Looking Beyond Anemic Nostalgia


Looking Beyond Anemic Nostalgia

"Rumspringa" by Russ Hench

"Saccharin" by Jake Messinger

"I Can Resist Anything Except Temptation" by John Bruce Alexander

"Sisters" by William Bogdan

"Elevated" by Heather Bullach

"Summer into Fall III" by Diane Belfiglio


By Tom Wachunas

   “A painting requires a little mystery, some vagueness, and some fantasy. When you always make your meaning perfectly plain you end up boring people.”  - Edgar Degas

   EXHIBIT: The 77th Annual May Show, at The Little Art Gallery, THROUGH JUNE 1, 2019, located in the North Canton Public Library, 185 N Main St, North Canton, OH / viewing hours are  Monday – Thursday 10 a.m. to 8 p.m., Friday 10 a.m. to 6 p.m., Saturday 9 a.m. to 5 p.m., Sunday 1 p.m. to 5 p.m. (closed Sundays Memorial Day Weekend through Labor Day)

   In years past, I’ve appreciated the Annual May Show at The Little Art Gallery in the same way some folks enjoy the sparkling effervescence of very fine champagne. Though it pains me to think it, the current group of 53 works chosen by jurors Andrew Richmond and Cris Dugan from 81 submissions has, for the most part, all the zest of homogenized milk.  

   This year’s exhibit is a numbing overdose of strictly representational imagery. My intention is certainly not to categorically denigrate the historic precedents for this kind of art (portraiture and figurative, landscape, animal and floral, still lifes). Still, I miss seeing work from some of our region’s accomplished practitioners of non-objective abstraction.

   My overall disappointment, however, isn’t with representational art per se so much as with the largely prosaic and impotent character of the content on display here.
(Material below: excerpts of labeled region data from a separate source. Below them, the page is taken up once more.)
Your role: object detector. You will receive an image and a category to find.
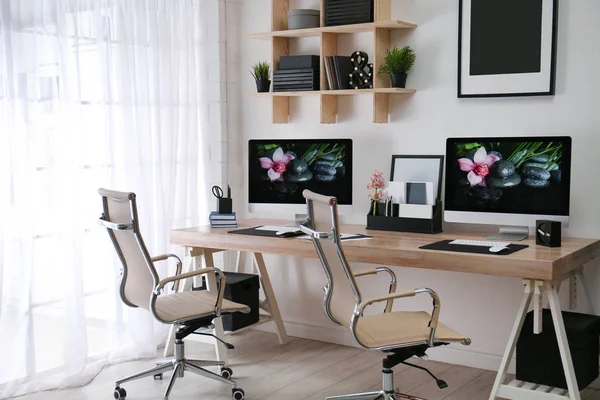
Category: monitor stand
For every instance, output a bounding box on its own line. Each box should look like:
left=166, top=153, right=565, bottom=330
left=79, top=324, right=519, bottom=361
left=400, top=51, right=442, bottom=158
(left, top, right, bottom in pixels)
left=486, top=226, right=529, bottom=242
left=285, top=214, right=308, bottom=227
Throughout the show there seems to be a reigning spirit of nostalgia for tried and true academic aesthetic traditions, but it’s a clichéd and anemic one. If the gallery were a restaurant, you might feel hard- pressed to find a gourmet-quality meal. That said, there are a few savory entrées (and I’m not referring to the jurors’ award winners) in this hodgepodge of otherwise generic side dishes.
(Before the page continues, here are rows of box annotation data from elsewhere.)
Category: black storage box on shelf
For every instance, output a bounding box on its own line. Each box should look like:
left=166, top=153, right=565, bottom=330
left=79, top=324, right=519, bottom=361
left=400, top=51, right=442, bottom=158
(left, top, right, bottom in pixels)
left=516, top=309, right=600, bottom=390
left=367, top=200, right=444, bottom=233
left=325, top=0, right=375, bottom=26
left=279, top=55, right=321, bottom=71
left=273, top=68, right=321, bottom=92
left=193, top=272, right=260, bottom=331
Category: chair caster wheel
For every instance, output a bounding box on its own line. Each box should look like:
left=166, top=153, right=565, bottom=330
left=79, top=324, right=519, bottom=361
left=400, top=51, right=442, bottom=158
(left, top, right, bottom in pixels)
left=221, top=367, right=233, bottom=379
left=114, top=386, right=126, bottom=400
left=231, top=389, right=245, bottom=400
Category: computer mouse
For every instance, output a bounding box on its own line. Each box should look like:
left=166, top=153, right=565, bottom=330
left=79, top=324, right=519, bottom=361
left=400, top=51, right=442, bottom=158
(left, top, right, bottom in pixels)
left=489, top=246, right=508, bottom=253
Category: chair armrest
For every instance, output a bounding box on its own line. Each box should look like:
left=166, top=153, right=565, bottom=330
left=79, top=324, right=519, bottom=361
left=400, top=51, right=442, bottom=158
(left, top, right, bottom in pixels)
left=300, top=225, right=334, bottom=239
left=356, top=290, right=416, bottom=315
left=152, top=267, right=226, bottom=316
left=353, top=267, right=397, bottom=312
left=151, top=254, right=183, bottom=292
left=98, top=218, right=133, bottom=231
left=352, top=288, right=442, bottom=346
   Russ Hench’s spectacular acrylic on paper, Rumspringa, is a bubbly whoosh of mesmerizing, hyper-tiny textures and patterns – a liquid, kaleidoscopic  dream. And speaking of dreams, there’s the enigmatic surrealism of Jake Mensinger’s oil on canvas, Saccharin. The strange theatricality of it is a salient reminder of the magnetic power of sheer mystery.   
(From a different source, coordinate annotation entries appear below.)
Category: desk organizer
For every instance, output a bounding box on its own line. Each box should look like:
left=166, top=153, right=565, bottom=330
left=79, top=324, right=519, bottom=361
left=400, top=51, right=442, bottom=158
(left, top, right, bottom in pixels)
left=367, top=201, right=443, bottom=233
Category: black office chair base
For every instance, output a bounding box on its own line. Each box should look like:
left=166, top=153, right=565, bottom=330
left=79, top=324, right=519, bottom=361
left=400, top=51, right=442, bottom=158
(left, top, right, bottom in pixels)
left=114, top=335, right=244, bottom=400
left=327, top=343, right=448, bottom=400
   A more jarring theatricality is in play with John Bruce Alexander’s dizzying mixed media collage, I Can Resist Anything Except Temptation. The work is an explosive rush of maniacal memes and topical tropes about the contagion of societal ills that plague us, all floating inside a glass box like an emergency alarm. A mad jigsaw manifesto written in Hell?

   Don’t be too quick to dismiss the stark simplicity of William Bogdan’s black-and-white woodcut, Sisters. Are these grainy, striated figures floating into, or out of, fragile memory? It’s a fascinating ambiguity at work here, at once alluring and startling in its graceful rawness.  

  Heather Bullach’s oil painting, Elevated, is a super-realistic rendering of a haute couture high heel shoe. Look long and hard at the distribution of light and shadow, at those tiny accents of jewel-like primary colors that shimmer along the expanse of golden tan. Her impeccable painting technique seems impossibly subtle. More than just a sleek picture of a common worldly object, this is contemplation itself, stunningly nuanced. Similarly compelling, Diane Belfiglio’s oil pastel, Summer into Fall III, uses electrifying color and superb composition to turn an ordinary floral motif into a palpable sensation of unmitigated joy. Elevated indeed, both of these artists deftly achieved  transcendence from the quaint to the quintessential.